I don't know how we got back to campus that night, or if we did get back at all. It doesn't really matter. The Flaming Lips at Maxwell's, Christmas 1995, was one of the best live shows I've ever seen. I listen to Clouds Taste Metallic and I remember that night, fondly.
The album sounds better now than it ever did before. I kind of wish Michelle could listen to it with me, on the hi-fi. I wonder how she'd react. There is a ton of information being tossed about in the pits: Oohs and aahs and all sorts of bells and whistles; enormous, earth-shattering drums with miles of air surrounding them; acoustic and electric guitars, plucked and strummed and run through a frightening number of processors; a dazzling array of cinematic effects that sweep and zip and buzz and tear across the stage, sounding so lifelike that you've got to wonder if something is wrong: You'll leap from your seat to make sure your speaker cones haven't shredded to bits. Your heart will fall into your stomach and you'll break out into a cold sweat until you've confirmed that everything is okay.

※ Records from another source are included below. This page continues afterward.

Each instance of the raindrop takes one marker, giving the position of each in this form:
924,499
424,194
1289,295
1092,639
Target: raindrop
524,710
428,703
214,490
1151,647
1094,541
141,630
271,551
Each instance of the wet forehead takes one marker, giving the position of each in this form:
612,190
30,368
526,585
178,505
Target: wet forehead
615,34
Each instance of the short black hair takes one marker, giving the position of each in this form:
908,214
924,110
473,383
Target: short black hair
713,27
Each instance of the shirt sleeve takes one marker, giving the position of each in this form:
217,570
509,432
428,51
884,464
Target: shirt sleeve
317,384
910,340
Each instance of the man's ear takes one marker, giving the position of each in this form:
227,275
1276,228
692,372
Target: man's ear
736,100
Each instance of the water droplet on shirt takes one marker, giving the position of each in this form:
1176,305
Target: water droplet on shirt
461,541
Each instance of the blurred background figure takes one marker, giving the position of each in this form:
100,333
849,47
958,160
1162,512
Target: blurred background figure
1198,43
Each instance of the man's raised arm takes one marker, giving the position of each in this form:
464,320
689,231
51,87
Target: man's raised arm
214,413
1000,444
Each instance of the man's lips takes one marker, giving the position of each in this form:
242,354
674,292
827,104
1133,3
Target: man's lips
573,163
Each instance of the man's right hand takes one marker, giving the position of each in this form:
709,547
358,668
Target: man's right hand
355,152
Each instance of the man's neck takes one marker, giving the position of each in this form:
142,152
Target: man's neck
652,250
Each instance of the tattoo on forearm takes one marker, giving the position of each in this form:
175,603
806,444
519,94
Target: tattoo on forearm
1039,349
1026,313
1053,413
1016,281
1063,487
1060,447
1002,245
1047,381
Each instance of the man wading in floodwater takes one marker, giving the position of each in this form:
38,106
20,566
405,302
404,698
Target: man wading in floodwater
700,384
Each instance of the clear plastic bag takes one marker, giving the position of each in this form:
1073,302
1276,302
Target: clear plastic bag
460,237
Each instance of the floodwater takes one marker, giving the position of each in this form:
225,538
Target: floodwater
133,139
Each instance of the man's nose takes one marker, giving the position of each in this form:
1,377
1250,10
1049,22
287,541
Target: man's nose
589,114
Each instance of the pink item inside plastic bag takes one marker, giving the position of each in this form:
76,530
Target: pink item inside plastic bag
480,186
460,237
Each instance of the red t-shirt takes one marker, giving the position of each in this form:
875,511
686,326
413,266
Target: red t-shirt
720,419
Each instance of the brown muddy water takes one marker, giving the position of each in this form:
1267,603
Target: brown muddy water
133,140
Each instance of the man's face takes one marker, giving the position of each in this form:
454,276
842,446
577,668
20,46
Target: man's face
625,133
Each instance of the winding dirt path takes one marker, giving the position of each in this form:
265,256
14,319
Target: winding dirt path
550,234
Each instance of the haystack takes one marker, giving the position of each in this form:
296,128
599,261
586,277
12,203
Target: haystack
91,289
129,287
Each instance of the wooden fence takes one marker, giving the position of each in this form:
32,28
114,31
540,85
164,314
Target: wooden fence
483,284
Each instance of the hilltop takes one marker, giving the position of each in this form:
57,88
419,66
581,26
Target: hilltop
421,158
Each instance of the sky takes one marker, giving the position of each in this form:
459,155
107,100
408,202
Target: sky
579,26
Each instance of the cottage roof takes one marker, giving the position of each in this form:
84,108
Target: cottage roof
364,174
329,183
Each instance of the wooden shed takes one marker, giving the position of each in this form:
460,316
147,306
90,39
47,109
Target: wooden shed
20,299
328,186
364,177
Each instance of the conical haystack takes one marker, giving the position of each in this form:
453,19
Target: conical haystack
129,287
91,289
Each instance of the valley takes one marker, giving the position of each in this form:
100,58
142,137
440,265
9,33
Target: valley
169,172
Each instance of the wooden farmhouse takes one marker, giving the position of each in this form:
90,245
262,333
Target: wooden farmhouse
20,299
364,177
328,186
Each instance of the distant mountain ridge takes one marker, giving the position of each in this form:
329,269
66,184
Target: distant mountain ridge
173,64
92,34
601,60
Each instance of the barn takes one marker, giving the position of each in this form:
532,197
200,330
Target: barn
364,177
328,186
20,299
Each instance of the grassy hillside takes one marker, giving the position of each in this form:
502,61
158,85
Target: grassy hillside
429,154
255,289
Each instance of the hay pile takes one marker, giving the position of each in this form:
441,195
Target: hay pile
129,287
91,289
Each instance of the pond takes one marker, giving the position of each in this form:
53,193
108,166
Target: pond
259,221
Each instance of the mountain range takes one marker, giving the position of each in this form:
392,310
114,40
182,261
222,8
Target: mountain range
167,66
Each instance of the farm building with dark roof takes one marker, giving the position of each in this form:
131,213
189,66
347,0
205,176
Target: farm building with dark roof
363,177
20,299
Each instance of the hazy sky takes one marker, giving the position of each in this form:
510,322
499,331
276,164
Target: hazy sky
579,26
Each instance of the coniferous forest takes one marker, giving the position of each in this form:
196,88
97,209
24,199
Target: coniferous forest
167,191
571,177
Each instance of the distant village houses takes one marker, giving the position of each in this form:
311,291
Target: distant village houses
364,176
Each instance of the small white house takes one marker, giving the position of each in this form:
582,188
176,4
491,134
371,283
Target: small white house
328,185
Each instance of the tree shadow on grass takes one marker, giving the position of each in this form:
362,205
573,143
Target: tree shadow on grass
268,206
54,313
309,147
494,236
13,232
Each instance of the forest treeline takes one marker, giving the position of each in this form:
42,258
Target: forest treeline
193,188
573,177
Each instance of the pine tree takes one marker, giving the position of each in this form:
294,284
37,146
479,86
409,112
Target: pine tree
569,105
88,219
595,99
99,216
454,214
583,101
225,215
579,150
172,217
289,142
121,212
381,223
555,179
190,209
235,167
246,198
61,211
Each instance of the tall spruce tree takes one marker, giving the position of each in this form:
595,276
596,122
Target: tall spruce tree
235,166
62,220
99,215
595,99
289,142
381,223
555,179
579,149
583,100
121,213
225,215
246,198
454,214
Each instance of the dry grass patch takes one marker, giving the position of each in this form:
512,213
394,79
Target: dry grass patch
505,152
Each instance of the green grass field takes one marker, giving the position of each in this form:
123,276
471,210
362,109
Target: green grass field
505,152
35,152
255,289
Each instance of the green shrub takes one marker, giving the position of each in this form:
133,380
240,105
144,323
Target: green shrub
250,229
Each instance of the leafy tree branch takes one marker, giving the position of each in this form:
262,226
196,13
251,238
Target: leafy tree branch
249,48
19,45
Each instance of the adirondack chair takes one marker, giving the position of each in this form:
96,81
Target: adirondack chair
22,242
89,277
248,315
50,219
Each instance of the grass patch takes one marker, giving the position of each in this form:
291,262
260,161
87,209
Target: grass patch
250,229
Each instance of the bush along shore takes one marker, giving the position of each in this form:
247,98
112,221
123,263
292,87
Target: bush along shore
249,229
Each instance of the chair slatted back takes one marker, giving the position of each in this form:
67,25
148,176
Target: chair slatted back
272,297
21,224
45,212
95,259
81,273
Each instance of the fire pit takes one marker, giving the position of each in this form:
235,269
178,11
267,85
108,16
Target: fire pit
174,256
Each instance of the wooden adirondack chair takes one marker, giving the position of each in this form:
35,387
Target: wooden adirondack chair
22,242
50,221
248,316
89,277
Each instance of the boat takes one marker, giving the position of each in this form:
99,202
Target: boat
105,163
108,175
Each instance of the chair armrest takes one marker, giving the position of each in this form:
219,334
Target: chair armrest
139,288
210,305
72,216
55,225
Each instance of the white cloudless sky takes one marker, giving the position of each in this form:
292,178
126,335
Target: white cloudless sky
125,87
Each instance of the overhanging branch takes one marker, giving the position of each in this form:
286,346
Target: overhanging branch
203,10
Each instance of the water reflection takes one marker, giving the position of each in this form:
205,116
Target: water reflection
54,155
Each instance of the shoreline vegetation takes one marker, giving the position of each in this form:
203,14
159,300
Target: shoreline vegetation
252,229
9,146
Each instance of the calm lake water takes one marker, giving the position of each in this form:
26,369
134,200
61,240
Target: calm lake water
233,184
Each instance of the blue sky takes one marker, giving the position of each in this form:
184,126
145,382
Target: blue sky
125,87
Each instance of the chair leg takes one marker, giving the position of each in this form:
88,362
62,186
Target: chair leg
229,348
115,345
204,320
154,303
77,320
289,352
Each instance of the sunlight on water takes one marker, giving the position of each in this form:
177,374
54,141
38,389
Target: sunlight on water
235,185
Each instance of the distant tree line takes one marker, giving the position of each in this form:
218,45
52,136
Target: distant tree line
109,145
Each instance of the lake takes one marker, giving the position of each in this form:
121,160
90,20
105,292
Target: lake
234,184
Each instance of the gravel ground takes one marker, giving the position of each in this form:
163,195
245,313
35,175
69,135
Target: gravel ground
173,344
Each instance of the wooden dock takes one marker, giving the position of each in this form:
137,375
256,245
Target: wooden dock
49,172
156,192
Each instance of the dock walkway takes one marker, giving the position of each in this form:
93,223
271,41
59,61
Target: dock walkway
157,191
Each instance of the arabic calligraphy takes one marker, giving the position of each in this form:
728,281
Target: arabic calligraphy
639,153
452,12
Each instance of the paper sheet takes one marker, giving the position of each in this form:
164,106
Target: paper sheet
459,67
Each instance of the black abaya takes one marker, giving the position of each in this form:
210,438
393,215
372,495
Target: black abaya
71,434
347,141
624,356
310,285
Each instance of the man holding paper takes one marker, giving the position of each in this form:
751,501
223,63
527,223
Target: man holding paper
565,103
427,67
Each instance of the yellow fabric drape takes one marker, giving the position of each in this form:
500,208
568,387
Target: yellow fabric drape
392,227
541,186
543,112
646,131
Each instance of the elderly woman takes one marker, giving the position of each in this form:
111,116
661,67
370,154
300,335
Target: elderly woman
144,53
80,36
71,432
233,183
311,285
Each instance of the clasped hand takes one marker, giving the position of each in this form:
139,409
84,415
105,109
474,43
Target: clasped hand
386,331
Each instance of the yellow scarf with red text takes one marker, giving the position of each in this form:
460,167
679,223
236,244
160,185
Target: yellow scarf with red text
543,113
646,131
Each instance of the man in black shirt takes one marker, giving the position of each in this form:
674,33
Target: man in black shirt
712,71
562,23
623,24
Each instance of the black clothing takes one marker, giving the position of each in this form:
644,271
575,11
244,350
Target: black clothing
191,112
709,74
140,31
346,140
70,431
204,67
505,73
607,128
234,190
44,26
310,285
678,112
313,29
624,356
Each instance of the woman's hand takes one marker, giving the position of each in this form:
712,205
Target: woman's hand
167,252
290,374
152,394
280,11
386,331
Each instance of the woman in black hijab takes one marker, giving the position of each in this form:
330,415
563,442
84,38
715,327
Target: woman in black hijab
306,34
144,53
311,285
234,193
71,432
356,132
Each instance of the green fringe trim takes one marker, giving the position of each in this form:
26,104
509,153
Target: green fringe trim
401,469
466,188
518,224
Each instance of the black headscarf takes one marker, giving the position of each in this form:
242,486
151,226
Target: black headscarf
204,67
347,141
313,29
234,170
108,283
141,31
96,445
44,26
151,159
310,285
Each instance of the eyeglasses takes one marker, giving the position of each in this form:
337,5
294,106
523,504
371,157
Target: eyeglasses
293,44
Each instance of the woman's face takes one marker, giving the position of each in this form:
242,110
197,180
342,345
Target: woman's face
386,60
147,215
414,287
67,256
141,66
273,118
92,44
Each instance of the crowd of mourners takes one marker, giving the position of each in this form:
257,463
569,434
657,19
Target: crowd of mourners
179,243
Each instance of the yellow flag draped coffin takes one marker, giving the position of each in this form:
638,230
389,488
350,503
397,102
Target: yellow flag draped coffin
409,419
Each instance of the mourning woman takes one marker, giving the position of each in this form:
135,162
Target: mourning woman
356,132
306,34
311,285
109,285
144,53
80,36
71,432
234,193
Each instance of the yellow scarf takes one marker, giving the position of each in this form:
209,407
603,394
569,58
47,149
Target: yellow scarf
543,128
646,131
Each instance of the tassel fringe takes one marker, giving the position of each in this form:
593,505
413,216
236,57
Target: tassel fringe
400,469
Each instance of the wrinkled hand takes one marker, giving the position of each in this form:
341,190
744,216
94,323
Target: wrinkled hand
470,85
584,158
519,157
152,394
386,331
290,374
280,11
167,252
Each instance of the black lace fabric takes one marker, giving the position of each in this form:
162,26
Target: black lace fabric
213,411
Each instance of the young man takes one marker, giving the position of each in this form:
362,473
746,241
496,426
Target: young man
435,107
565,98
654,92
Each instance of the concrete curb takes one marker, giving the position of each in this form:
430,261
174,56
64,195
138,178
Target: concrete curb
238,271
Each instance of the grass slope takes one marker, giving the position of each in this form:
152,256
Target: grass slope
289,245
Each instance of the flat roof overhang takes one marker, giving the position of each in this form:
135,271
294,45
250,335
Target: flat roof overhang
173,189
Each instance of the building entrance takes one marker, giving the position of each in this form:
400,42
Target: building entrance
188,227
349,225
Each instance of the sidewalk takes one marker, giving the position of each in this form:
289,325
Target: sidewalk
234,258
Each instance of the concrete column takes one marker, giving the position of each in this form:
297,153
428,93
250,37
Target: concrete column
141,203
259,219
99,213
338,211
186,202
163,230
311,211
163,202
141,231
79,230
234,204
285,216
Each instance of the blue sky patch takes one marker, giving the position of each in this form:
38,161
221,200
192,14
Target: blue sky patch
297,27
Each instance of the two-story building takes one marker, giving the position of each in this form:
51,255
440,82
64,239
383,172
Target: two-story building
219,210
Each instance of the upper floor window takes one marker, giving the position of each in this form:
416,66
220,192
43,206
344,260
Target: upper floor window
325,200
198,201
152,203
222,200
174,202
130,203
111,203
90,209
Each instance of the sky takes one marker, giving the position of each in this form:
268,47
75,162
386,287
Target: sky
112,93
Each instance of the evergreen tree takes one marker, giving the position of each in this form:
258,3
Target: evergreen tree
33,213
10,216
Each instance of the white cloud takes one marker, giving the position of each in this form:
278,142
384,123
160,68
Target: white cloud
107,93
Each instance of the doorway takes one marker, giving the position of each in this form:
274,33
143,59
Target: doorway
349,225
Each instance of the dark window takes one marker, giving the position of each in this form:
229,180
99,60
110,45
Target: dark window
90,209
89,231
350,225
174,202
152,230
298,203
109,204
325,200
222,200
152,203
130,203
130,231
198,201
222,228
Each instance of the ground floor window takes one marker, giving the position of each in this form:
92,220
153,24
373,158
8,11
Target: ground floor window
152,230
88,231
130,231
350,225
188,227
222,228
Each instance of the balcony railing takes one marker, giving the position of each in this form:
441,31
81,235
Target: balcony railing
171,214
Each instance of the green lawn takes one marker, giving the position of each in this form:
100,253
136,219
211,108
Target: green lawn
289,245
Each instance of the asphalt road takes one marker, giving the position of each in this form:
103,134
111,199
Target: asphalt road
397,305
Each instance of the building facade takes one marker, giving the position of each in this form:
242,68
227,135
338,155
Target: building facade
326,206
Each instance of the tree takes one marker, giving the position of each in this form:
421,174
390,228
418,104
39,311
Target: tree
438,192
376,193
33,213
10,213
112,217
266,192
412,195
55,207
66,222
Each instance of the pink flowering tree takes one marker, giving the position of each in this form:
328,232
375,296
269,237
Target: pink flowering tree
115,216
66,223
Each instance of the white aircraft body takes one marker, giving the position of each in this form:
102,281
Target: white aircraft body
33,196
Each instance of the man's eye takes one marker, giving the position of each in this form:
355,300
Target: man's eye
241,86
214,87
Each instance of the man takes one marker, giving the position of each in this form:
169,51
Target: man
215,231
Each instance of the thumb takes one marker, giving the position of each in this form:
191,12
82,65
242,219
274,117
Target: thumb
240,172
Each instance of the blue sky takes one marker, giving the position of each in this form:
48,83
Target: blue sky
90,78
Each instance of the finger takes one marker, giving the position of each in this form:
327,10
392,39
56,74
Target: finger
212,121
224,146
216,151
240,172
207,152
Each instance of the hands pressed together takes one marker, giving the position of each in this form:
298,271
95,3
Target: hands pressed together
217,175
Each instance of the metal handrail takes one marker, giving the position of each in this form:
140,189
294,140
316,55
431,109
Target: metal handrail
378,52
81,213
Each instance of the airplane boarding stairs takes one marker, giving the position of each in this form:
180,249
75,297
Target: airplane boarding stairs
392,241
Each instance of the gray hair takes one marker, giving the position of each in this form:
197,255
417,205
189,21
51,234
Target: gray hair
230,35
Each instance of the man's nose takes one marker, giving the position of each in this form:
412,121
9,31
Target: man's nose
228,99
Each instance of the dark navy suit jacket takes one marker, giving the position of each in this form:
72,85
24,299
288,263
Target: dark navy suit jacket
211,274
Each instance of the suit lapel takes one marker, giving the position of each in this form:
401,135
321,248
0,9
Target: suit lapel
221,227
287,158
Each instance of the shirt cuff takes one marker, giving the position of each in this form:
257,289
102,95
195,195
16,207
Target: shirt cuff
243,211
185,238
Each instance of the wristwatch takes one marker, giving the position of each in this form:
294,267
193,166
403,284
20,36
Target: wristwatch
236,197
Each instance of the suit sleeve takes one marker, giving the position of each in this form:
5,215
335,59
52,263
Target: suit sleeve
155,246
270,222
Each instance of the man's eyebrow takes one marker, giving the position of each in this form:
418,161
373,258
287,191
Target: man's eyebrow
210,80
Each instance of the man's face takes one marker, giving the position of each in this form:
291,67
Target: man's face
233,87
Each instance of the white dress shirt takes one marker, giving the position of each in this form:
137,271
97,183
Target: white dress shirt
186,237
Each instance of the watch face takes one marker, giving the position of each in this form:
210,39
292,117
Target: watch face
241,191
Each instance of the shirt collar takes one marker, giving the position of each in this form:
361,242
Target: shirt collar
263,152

It was just the damn music!
The album begins with a beep. An old spool of film starts flapping through a movie projector, and Wayne Coyne sings:
Well, it took some time,
'cause it's a lot. God, it's a bunch
It's such a big, old, black golden buzz
Piano, acoustic guitar, and some shimmering effects. He sings the entire song before the full band comes in. He finishes:
And now that it's conceived,
The station has all settled down
And I'm sort of relieved
And I'm getting over it now.
The electric guitar like a bell in the fog and the fucking drums, the drums. Like the most beautiful Christmas memory, the drums. The drums come rushing in.